Pocos años antes, John Ford había rodado El hombre tranquilo (1952), escogiendo una vez más a John Wayne como protagonista. El actor encarna a Sean Thornton, un boxeador que ha matado a un rival durante un combate. Huyendo de los remordimientos, regresa a Innisfree, el pueblecito irlandés donde nació y vivió hasta los doce años, cuando emigró a Estados Unidos con la intención de prosperar. Se ha prometido a sí mismo no volver a utilizar la violencia, pero se enamora de Mary Kate Danaher (Maureen O’Hara), cuyo hermano Will (Victor McLaglen) no deja de causarles problemas. Es uno de los hombres más ricos del pueblo, pero se niega a pagar la dote de Kate, pues han logrado su consentimiento para la boda con argucias. No puede perdonar a Sean que haya comprado «Blanca Mañana», una pequeña casa que linda con sus tierras. Sean pasó su infancia entre sus muros y piensa que es el mejor lugar para empezar una nueva vida o, quizá, para retomar la existencia interrumpida por la experiencia de la emigración. Adaptado a la sociedad norteamericana, no comprende la hostilidad de su cuñado, que le provoca una y otra vez, burlándose de su aparente cobardía. Sean no quiere luchar, pero al final protagonizará una épica pelea con su cuñado, que convocará a todo el pueblo, incluido el párroco, un pastor protestante que en su juventud hizo sus pinitos como peso pluma y un anciano que agoniza rodeado de su familia. La violencia que ofuscó a Thornton y se cobró una vida brotó de la ira, pero los puñetazos intercambiados con Will Danaher poseen un carácter festivo. Son un rito que garantiza la definitiva integración de Sean en su comunidad. De hecho, los rivales se convierten en amigos. Magullados y ebrios, cenan en «Blanca Mañana», que deja de ser una herida, adquiriendo el carácter de una pequeña utopía plasmada en el paisaje irlandés, con sus campos verdes y sus ríos ondulándose bajo los viejos puentes de piedra.

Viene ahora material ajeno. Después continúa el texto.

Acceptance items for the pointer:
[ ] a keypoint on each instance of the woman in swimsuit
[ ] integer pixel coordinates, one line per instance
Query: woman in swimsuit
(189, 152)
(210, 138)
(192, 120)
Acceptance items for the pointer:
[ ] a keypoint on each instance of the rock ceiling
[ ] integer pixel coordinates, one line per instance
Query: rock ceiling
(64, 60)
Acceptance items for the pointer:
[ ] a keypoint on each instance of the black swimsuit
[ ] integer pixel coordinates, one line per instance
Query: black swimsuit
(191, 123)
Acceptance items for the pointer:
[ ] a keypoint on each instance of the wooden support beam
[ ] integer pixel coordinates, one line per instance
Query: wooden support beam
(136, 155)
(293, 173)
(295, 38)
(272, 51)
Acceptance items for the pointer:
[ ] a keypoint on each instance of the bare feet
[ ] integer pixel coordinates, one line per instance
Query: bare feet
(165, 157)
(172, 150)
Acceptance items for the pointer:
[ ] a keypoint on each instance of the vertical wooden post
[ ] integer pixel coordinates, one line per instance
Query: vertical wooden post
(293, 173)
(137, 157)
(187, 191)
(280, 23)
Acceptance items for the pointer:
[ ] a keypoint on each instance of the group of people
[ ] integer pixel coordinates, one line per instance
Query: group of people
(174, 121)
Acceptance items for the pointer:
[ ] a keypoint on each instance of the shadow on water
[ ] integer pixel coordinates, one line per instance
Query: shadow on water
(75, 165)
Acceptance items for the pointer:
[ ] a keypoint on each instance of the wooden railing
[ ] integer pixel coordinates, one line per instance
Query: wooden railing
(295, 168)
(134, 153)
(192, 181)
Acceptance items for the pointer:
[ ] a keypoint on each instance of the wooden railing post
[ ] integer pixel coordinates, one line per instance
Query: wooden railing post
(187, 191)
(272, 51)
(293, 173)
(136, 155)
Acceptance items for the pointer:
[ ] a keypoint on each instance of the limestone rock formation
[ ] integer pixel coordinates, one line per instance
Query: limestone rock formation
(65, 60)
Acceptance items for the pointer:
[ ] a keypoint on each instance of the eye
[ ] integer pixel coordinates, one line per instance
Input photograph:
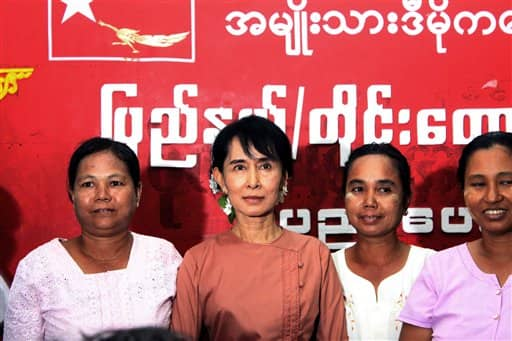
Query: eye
(115, 183)
(385, 189)
(86, 184)
(506, 182)
(266, 165)
(356, 189)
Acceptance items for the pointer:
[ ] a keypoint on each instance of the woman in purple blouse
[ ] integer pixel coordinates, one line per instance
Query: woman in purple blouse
(465, 292)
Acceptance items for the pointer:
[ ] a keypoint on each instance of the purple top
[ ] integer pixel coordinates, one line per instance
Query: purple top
(454, 298)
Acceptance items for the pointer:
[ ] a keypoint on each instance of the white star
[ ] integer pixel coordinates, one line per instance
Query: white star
(77, 6)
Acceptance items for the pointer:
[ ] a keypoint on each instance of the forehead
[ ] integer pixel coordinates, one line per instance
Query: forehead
(103, 160)
(493, 160)
(236, 151)
(375, 166)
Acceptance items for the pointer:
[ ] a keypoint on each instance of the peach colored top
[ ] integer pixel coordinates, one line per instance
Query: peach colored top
(229, 289)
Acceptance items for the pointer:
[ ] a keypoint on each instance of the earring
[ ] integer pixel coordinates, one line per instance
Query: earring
(214, 186)
(227, 208)
(283, 193)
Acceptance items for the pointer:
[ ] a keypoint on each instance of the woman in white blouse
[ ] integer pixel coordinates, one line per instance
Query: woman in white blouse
(378, 271)
(105, 278)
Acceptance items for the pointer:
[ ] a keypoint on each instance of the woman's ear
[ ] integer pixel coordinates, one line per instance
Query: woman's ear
(138, 193)
(219, 179)
(71, 195)
(406, 207)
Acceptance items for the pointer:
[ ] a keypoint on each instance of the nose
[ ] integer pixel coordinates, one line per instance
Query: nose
(493, 193)
(253, 179)
(369, 200)
(103, 192)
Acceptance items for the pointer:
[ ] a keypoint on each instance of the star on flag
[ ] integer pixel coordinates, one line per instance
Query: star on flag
(78, 6)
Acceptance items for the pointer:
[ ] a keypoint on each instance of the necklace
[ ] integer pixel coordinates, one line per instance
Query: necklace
(117, 255)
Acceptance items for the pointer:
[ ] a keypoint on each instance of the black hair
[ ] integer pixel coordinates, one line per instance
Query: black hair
(484, 141)
(265, 136)
(399, 161)
(136, 334)
(99, 144)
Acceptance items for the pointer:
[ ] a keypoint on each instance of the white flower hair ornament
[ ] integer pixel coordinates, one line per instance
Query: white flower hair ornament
(223, 201)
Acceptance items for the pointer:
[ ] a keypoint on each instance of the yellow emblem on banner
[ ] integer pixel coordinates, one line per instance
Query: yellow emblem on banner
(128, 36)
(9, 82)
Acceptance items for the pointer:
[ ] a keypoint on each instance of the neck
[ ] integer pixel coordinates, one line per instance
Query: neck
(377, 250)
(257, 230)
(496, 247)
(105, 249)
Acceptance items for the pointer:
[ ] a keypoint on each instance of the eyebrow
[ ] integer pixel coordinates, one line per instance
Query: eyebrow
(380, 182)
(90, 176)
(482, 175)
(238, 161)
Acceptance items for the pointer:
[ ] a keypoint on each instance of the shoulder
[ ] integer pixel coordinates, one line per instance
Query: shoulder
(40, 264)
(418, 253)
(41, 254)
(153, 241)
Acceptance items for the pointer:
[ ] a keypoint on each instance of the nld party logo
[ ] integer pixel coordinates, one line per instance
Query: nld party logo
(121, 30)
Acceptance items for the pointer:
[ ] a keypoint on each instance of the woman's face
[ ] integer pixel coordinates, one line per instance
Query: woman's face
(488, 189)
(252, 184)
(374, 196)
(103, 195)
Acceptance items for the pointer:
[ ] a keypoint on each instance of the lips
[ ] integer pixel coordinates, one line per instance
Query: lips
(495, 213)
(253, 199)
(103, 211)
(369, 219)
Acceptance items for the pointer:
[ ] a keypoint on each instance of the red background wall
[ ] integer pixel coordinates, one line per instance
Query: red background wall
(332, 74)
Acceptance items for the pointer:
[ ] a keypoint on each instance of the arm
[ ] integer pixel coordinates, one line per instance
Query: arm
(332, 322)
(186, 316)
(418, 313)
(414, 333)
(23, 319)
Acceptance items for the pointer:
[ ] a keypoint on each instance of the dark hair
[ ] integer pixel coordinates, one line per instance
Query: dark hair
(136, 334)
(386, 149)
(266, 137)
(484, 141)
(99, 144)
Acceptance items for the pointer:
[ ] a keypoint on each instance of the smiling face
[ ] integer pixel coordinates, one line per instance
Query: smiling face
(252, 183)
(488, 189)
(103, 195)
(374, 196)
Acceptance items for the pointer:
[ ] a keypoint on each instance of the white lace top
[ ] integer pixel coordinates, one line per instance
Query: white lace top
(371, 317)
(52, 299)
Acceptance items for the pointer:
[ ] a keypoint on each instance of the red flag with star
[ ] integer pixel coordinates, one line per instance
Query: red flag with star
(121, 30)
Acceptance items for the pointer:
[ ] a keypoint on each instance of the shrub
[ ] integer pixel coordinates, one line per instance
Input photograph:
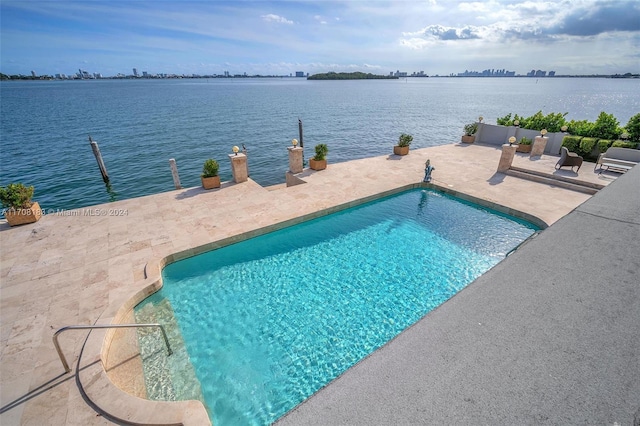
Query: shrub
(633, 128)
(604, 144)
(525, 141)
(586, 146)
(210, 168)
(470, 129)
(508, 121)
(16, 196)
(605, 127)
(405, 140)
(579, 128)
(572, 143)
(504, 121)
(321, 152)
(552, 121)
(624, 144)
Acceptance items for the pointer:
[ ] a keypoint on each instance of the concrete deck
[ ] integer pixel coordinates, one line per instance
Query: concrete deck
(86, 266)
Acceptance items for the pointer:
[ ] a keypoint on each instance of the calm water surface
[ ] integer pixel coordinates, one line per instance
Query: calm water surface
(141, 124)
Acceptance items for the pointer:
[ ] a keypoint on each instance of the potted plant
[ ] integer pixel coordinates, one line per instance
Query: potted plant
(19, 209)
(319, 160)
(524, 144)
(469, 132)
(403, 144)
(209, 177)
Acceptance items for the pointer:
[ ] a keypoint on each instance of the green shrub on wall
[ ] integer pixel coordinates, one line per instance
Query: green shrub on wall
(624, 144)
(572, 143)
(552, 121)
(633, 128)
(586, 146)
(606, 127)
(580, 128)
(604, 144)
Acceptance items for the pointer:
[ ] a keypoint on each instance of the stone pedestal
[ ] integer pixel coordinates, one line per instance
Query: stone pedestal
(508, 151)
(295, 159)
(239, 167)
(538, 146)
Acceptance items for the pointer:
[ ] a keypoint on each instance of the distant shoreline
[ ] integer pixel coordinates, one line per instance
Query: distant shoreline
(369, 76)
(350, 76)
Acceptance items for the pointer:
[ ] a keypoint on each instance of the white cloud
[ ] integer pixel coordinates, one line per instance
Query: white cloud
(275, 18)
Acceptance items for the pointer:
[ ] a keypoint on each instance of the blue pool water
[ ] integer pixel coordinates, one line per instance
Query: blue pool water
(269, 321)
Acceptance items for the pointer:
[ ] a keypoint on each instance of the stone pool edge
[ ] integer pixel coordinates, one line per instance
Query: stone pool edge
(107, 398)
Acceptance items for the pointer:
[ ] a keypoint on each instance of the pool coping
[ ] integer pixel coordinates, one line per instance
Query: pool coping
(111, 399)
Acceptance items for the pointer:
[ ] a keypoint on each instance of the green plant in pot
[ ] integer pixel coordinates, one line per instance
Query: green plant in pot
(209, 177)
(469, 132)
(403, 144)
(19, 209)
(319, 160)
(524, 144)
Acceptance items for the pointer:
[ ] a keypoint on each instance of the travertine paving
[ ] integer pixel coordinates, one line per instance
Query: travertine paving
(78, 267)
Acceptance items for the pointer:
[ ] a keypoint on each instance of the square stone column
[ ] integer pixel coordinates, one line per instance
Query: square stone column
(538, 146)
(295, 159)
(239, 167)
(508, 152)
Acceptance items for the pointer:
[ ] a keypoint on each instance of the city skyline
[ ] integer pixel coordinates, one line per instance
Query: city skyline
(578, 37)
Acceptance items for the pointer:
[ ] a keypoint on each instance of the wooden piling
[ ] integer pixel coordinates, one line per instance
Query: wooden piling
(98, 155)
(174, 173)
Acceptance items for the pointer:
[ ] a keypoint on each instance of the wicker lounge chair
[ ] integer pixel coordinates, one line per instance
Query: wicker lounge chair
(568, 159)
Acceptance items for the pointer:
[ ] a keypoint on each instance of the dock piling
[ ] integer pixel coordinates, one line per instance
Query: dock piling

No me preocupan demasiado las opiniones de Marion Robert Morrison, pero sí el simbolismo de los personajes que interpretó. En un artículo de prensa, Mario Benedetti escribió contra «la Norteamérica retórica, oscurantista, prepotente, cuadrada del senador McCarthy, el Reader’s Digest, Henry Kissinger, John Wayne, el Ku Klux Klan y la Escuela de Chicago» y alabó «la Norteamérica creadora, profunda, que también existe, claro, y ha dado nada menos que a Thomas Paine, Walt Whitman, Hemingway, Lilian Hellman, Humphrey Borgart, J. D. Salinger y Jane Fonda» («Sobre elecciones en general»). Ambas listas me parecen arbitrarias y cuestionables. Establecer analogías entre John Wayne, el Ku Klux Klan y la Escuela de Chicago constituye un disparate, pues el Ku Klux Klan es una organización racista, xenófoba, supremacista, homófoba, violenta, anticatólica y antisemita. El pensamiento económico de la Escuela de Chicago es discutible, pero sus ideas no mantienen ninguna relación con el fanatismo del Ku Klux Klan. Benedetti ensalza a Hemingway, pero el escritor era un gigantón aficionado al alcohol, las armas y el boxeo, que habría encajado perfectamente en el universo de John Ford. De hecho, se parece extraordinariamente a los personajes interpretados por Victor McLaglen. Benedetti escribió una estupidez que no hacía justicia a John Wayne, cuyos personajes se caracterizan en muchas ocasiones por su carácter marginal (Ringo Kid), su humanidad (capitán Kirby), su altruismo (Tom Doniphon), su ternura (capitán Brittles), su sentimentalismo (Sean Thornton) o su inadaptación (Ethan Edwards). Las nuevas generaciones no simpatizan con John Wayne, pues el western ha pasado de moda y la dictadura de lo políticamente correcto ha celebrado sus exequias, manifestando que era un género machista, militarista y racista. La estupidez ha matado a John Wayne, enterrando su legado. Ningún hombre puede atribuirse esta calamidad, quizá porque no existía ningún rival a la altura de Duke, un mito que antes o después recobrará su merecido esplendor.